As a slight alternative to that suggestion (not that I’m discounting it) while we’re talking about views:

After some recent adventures with Django I really liked their templating approach to views. So the view layer is made up of static HTML files with place holders within them.

{person.firstname} {person.lastname}

You then pass those as named arguments into the view rendering function along with the view.

The reason that I really liked this approach, was that firstly the templating language can be platform agnostic, so I could take my same views and drop them into any platform and they can be used. This loose coupling is very cool!

It also advocates abstraction of logic into the controller / model rather than it being in the view layer, as only simple logic can be carried out in a templating syntax.

Robert

Robert,

I’ve been thinking about that for a while. Especially, since we’re starting to hand off a lot of the templating work to the client via JavaScript. I decided to not use mustache style templating, and just send down my CFML snippets to the client and use the pound-signs instead of curley braces to mark start/end of template keys. I did not want to slow down my views by doing string replacements.

However, my thought process was unique to my needs. I do not need to share my views with other server-side languages.

-A

More ORM related stuff would be great.

I’m a big fan of the virtual entity service, but I have had a couple of ideas for enhancements too.

Richer Relationships.

One of the things I really love about both Rails and Django is the fact that relationships on entities aren’t just dumb collections (structs / arrays) but rich searchable query sets.

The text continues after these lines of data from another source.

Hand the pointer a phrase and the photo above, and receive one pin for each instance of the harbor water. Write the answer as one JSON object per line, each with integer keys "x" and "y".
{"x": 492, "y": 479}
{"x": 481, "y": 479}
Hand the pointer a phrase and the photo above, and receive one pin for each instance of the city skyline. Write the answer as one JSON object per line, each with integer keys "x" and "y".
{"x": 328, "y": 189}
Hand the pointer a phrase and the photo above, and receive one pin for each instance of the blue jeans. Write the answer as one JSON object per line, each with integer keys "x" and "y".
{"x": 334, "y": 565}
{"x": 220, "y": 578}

So if I have an instance of ‘foo’ I can do 'foo.bars.findWhere(name=‘Robert’) and it’ll give me all the bars related to that particular foo who’s name is Robert.

You can obviously achieve such things with the build in ORM entities and services, but I love the accessibility of the collection itself being rich.

On another note, I will +1 on some form of validation framework. I user ValidateThis for all our projects, and it’s simple enough to integrate but it would be nice to have something baked into the core for sure.

Robert

Hi Aaron,

That sounds like a nice approach to things. I agree that with the growth of Javascript front event templating is becoming a much more common practice.

I was reading a few threads on templating recently with regards to email content, someone was building a app where they wanted users to have control over the content of emails, and moutache was one of the discussed options.

I think people were concerned about the string replacement performance issues.

However, I wonder if anyone has done any benchmarking on just how efficient / inefficient it is?